BASTA APRIRE il sito internet di una qualunque agenzia di promozione del territorio: esperienze uniche, borghi spettacolari, e-bike, speed hiking, trakking, fly line, b&b, eventi, tarzaning e alberghi diffusi, si diceva. Un inventario dell’offerta turistica che in determinate zone d’Italia ricorda la «mentalità miracolosa» con la quale gli indigeni della Melanesia presumevano di catturare gli aerei in volo riproducendone la sagoma sul terreno. Dal momento che il simile veniva attratto dal simile, spiega infatti Baudrillard, gli indigeni davano per scontato che un giorno o l’altro gli aeroplani si sarebbero posati sulla loro immagine, proprio come la montagna trasfigurata nel paesaggio delle piattaforme ambirebbe a favorire il munifico atterraggio della globalizzazione.

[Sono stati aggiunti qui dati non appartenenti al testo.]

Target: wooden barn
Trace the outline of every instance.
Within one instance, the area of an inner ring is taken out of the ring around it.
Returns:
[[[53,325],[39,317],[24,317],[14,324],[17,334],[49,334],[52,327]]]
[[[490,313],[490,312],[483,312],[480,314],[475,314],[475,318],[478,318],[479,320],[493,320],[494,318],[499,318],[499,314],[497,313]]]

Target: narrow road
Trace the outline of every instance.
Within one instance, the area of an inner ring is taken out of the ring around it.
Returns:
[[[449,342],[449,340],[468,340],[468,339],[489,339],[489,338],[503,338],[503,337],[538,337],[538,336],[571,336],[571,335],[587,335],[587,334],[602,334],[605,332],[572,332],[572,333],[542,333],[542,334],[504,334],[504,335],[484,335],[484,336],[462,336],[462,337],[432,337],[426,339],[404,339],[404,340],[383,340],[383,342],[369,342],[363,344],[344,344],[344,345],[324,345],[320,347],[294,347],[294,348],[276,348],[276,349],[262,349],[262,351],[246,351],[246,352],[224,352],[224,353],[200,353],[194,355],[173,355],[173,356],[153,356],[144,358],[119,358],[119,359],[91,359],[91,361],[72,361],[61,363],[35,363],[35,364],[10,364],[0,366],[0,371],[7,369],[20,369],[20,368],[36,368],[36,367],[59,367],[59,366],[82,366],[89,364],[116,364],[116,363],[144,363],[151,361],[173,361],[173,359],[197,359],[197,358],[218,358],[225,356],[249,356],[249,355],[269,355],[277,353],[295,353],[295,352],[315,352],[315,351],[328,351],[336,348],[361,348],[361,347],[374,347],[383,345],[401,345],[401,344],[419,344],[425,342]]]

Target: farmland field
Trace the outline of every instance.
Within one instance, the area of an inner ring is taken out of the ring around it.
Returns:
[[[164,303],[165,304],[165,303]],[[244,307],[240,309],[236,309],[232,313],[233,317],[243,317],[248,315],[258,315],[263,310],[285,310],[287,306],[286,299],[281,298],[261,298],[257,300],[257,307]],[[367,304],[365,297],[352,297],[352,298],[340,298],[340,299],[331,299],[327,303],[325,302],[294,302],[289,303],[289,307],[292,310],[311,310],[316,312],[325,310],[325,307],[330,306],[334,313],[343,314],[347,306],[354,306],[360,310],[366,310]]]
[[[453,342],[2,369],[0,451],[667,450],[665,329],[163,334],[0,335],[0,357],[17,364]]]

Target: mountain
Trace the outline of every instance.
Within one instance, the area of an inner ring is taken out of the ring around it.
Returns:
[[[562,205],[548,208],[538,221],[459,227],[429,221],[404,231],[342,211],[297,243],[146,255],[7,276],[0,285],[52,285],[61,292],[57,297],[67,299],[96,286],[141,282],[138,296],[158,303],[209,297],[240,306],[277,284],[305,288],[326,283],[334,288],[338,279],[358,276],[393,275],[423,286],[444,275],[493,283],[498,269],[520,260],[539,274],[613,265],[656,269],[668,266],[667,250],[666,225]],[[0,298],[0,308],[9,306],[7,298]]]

MA È PROPRIO la relativa svendita di ogni mediazione storica e vernacolare a definire il profilo cosmopolita di Luchino, che degli anni Ottanta e Novanta nei quali è cresciuto si direbbe quasi un emblema, l’adesivo del vagabondo con la chitarra a tracolla che appariva dovunque, sul retro delle macchine e i bandoni delle PX, un momento prima che finisse la storia. Tanto che l’attrazione che Luchino continua a esercitare sugli altri e la mancanza di gravità che ne contraddistingue le fughe tendono a precipitare nella nostalgia per un futuro sfiorito, quando lo sradicamento e la morte delle ideologie sembravano preludere all’emancipazione dei postmoderni.
Ma come le Alpi di Georg Simmel, la montagna di Campani rimane un luogo di forti contrasti e della loro possibile redenzione, dove le vertigini causate da Luchino e dal tarzaning non hanno ancora annientato l’intensità dei legami. E questo perché quella del bosco da sistemare, forse, degli alberi da fare legna e del dopolavoro nei piccoli bar di frazione non è mai stata una «natura a buon mercato», né degli esseri umani né del territorio attraverso il quale continuano a entrare in relazione.
È dai boschi di Notre-Dame-des-Landes che proviene il grido «Noi siamo la natura che si difende», uno slogan apparentemente periferico che nei giorni del lockdown avrebbe potuto riassumere le ragioni ben più metropolitane delle lavoratrici e dei lavoratori in sciopero contro il ricatto occupazionale di Confindustria.
È anche sul Monginevro che i migranti eludono la geografia politica e militare di Dublino ed è verso la Val di Susa che torniamo a puntare lo sguardo ogni volta in cui occorre ripetersi che no, non è ancora detta l’ultima parola. Sarebbe ridicolo dedurne un teorema generale della rivolta, lo è forse di meno supporre che nel rapporto triangolare con il protagonismo storico dell’ambiente sia sempre in gioco una qualità insopprimibile delle società umane.

PERCHÉ I TESTIMONI di Campani raccontano che si possono ancora riconoscere gli alberi dal rumore che fanno le foglie calpestate e gli amori dal profumo di una siepe, mentre un certo giorno tornerà a farsi vivo «l’odore vago che resta, all’aperto, dove ci si ferma a pisciare, in quei mattini bluastri in cui si è contenti di avere le maniche corte, che il freddo ci prenda alle braccia, ci faccia sembrare bambini». La retromania o l’estetizzazione del paesaggio non c’entrano più nulla: sono la montagna e gli agenti atmosferici che continuano a intrecciare la loro vicenda con quella non solo biografica dei nostri corpi, l’utopia concreta dei differenti passi sulla medesima ramaglia.